Health experts wanting to understand vaccine hesitancy in racialized communities should look beyond simple answers, according to a team of Western researchers.
Marginalized groups in Canada continue to grapple with a legacy of medical racism, said Sinéad Osivwemu, a third-year science student who recently co-led a research project about race, distrust and vaccine hesitancy.
Osivwemu and Kharissa Edwards, BSc’21, conducted an undergraduate research project, supervised by philosophy professor Carolyn McLeod, about how some media describe people who have not been vaccinated against COVID-19.
“Vaccine hesitancy for people in marginalized communities is not the same as being an anti-vaxxer. Their distrust of the medical establishment is often grounded in historical and present reality,” Osivwemu said. “Yet sometimes, they’re written off as having a lack of knowledge or a lack of intelligence.”
Osivwemu and Edwards were students in McLeod’s Power, Oppression and Privilege course prior to leading the research project.
They presented their findings with McLeod during a webinar that was part of a philosophy lecture series, Race and Racism, run by Western’s Rotman Institute of Philosophy and the philosophy department in partnership with the London Public Library.
Black and Indigenous people have faced centuries of historical injustices, Edwards said.

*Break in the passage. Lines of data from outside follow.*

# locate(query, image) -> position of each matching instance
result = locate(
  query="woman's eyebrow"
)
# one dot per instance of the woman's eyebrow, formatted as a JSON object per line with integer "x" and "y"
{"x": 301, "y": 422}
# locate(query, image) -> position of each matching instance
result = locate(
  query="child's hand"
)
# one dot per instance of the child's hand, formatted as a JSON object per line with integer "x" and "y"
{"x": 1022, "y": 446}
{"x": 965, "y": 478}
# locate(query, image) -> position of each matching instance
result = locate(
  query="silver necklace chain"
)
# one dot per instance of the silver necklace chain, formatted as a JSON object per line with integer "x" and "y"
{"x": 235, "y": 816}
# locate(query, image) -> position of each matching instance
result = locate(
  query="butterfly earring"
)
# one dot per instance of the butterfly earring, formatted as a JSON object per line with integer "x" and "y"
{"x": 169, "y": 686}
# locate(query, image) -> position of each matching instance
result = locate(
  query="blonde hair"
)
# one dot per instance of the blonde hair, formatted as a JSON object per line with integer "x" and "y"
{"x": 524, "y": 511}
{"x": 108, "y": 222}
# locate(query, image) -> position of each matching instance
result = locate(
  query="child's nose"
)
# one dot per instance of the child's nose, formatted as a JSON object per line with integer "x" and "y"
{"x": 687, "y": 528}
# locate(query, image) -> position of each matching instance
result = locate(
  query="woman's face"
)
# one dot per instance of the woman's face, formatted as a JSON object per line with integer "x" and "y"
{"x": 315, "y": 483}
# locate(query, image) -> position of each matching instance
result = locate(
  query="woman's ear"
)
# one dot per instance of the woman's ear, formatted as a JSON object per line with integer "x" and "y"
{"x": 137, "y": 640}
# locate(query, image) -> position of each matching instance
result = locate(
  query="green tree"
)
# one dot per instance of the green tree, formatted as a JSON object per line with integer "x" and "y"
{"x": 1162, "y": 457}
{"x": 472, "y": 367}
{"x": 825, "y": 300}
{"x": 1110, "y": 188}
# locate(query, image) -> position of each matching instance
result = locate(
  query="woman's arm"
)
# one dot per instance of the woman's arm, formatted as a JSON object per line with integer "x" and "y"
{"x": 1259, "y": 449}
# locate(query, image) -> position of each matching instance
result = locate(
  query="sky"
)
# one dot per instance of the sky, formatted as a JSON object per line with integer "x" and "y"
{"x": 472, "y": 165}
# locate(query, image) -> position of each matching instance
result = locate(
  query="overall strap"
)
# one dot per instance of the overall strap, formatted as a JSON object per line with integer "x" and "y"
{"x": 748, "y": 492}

Enslaved Black persons were experimented upon with vaccines in the 1700s and 1800s; experimental high dosages of measles vaccines were administered to African-American and Hispanic babies in the 1980s and 1990s; and tuberculosis vaccines were tested on Indigenous children in residential schools, without parental knowledge or consent.
These experiences are not limited to history, added Osivwemu. Racism in health care today can include the false claim that Black people feel pain less than whites or that an Indigenous person in the emergency room is not truly sick.
“Our research is a bit more personal because Kharissa and I are both Black women and we’ve experienced microaggressions in a health-care setting. It can be disheartening and distressing.”
In the context of deciding whether to be vaccinated, she said, marginalized people then have to rely on health-care institutions that have shown themselves to be untrustworthy.
Their hesitancy should not be lumped in with those who believe conspiracy theories or social media myths about the vaccine, added McLeod, who is also chair of the philosophy department and a fellow of the Royal Society of Canada.
“The distrust we’re concerned with does not target the safety or efficacy of the vaccines, at least not directly. Rather it targets the motivations of those who are responsible for the vaccine rollout and whether they can be relied on to have the best interests of Black and Indigenous people at heart.”
That means strategies to improve vaccination rates should take a different tack: not primarily to inform or educate the patient, but instead to inform the health-care provider and educate those who perpetuate medical racism, often unconsciously.
The problem to be solved is not Black people’s attitudes towards medicine, Osivwemu said. Rather, it’s to make medicine and medical systems more deserving of Black and Indigenous people’s trust.
In the long-term, building that trust should include increasing the number of Black and Indigenous medical and health-care practitioners – through programs such as ACCESS Pathway at Western’s Schulich School of Medicine & Dentistry, which encourages and reduces barriers for applicants who are under-represented in medicine.
In the shorter term, solutions also lie in listening to racialized communities about their vaccine hesitancy and acting on the needs they express.
Osivwemu cited a vaccine pop-up clinic the Middlesex-London Health Unit organized with leadership from London’s Black community as a good example that others could follow. The clinic was a celebration of community and resilience, she said.
“It seems like we’re moving in the right direction. I’d like to see that expand province-wide and nationwide,” she said.